ProKidney is considered to be an exempted Cayman Islands company and is presently not subject to income taxes or income tax filing requirements in the Cayman Islands or the United States.

The Company’s subsidiary, PKLP, is organized as a limited partnership and is classified as a partnership for U.S. income tax purposes, and as such, only records a provision for federal and state income taxes on its subsidiaries organized as C corporations or which have elected to be treated as corporations for U.S. federal income tax purposes.

The Company’s subsidiary, ProKidney-US, is treated as a C corporation, and therefore a provision for federal and state taxes has been recorded. The difference between the Company’s effective tax rates and the U.S. statutory rate of 21% is primarily attributable to PKLP and ProKidney-KY being treated as partnerships for income tax purposes.

The Company’s subsidiary, ProKidney-KY, has been granted, by the Government in Council of the Cayman Islands, tax concessions under an undertaking certificate exempting it from any tax levied on profits, income, gains or appreciations in relation to

its operations or in the nature of estate duty or inheritance tax for a period of twenty years from January 20, 2016. ProKidney-KY elected to be treated as an entity disregarded from its owner for U.S. tax purposes, and as a result, it has not recorded an income tax provision.

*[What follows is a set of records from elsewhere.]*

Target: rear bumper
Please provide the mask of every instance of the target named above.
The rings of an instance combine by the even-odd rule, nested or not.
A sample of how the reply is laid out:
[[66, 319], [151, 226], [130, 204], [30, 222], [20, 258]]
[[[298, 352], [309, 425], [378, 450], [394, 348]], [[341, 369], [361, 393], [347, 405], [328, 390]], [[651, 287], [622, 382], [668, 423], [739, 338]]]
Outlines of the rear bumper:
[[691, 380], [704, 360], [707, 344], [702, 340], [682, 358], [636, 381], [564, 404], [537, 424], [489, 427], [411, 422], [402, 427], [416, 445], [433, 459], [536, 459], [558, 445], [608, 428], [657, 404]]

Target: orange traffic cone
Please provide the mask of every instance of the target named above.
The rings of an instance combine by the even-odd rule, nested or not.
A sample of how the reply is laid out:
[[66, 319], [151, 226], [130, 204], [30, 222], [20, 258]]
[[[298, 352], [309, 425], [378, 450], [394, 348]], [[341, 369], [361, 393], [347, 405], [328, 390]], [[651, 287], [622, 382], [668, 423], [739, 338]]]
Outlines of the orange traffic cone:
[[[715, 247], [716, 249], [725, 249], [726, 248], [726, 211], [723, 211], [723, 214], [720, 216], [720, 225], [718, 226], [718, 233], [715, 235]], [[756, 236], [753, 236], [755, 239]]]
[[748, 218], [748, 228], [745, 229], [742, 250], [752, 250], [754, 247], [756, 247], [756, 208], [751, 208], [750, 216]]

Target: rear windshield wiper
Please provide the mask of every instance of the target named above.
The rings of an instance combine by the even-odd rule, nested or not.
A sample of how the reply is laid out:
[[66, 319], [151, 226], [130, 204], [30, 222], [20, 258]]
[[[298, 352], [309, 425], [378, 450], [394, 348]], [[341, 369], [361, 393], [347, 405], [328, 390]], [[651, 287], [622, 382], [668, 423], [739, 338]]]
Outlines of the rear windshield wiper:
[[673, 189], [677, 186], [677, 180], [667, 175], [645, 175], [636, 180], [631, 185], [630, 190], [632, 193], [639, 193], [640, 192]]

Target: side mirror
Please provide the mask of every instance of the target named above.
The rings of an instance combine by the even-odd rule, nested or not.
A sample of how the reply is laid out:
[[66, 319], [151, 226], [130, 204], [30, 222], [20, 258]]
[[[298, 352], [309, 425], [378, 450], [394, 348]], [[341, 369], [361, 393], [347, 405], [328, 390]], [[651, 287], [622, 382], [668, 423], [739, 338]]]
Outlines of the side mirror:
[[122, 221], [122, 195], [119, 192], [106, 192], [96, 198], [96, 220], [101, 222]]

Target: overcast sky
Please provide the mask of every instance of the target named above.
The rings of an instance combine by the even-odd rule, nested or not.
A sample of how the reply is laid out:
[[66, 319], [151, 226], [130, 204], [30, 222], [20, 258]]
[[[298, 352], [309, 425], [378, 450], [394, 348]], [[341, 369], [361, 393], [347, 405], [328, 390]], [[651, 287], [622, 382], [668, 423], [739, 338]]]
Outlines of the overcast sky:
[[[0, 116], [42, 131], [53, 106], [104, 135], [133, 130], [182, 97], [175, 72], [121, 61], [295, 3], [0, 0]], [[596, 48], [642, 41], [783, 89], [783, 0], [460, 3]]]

As discussed in Note 6, the Company is party to a tax receivable agreement with a related party which provides for the payment by the Company to holders of PKLP prior to the Closing (“Closing ProKidney Unitholders”) of 85% of the amount of cash savings, if any, in U.S. federal, state and local income tax or franchise tax that the Company actually realizes (or, in some circumstances, the Company is deemed to realize) as a result of certain transactions. As no transactions have occurred which would trigger a liability under this agreement, the Company has not recognized any liability related to this agreement as of March 31, 2024.

In assessing the realizability of deferred tax assets, management considers whether it is more likely than not that some portion of the deferred tax assets will be realized. The ultimate realization of deferred tax assets is dependent upon the generation of future taxable income during the periods in which those temporary differences become deductible. Management considers the scheduled reversal of deferred tax liabilities, available taxes in the carryback periods, projected future taxable income and tax planning strategies in making this assessment.

There were no net unrecognized tax benefits as of March 31, 2024 which, if recognized, would affect our effective tax rate. We expect none of the gross unrecognized tax benefits will decrease within the next year.

There were no significant changes in the Company’s uncertain tax positions during the three months ended March 31, 2024.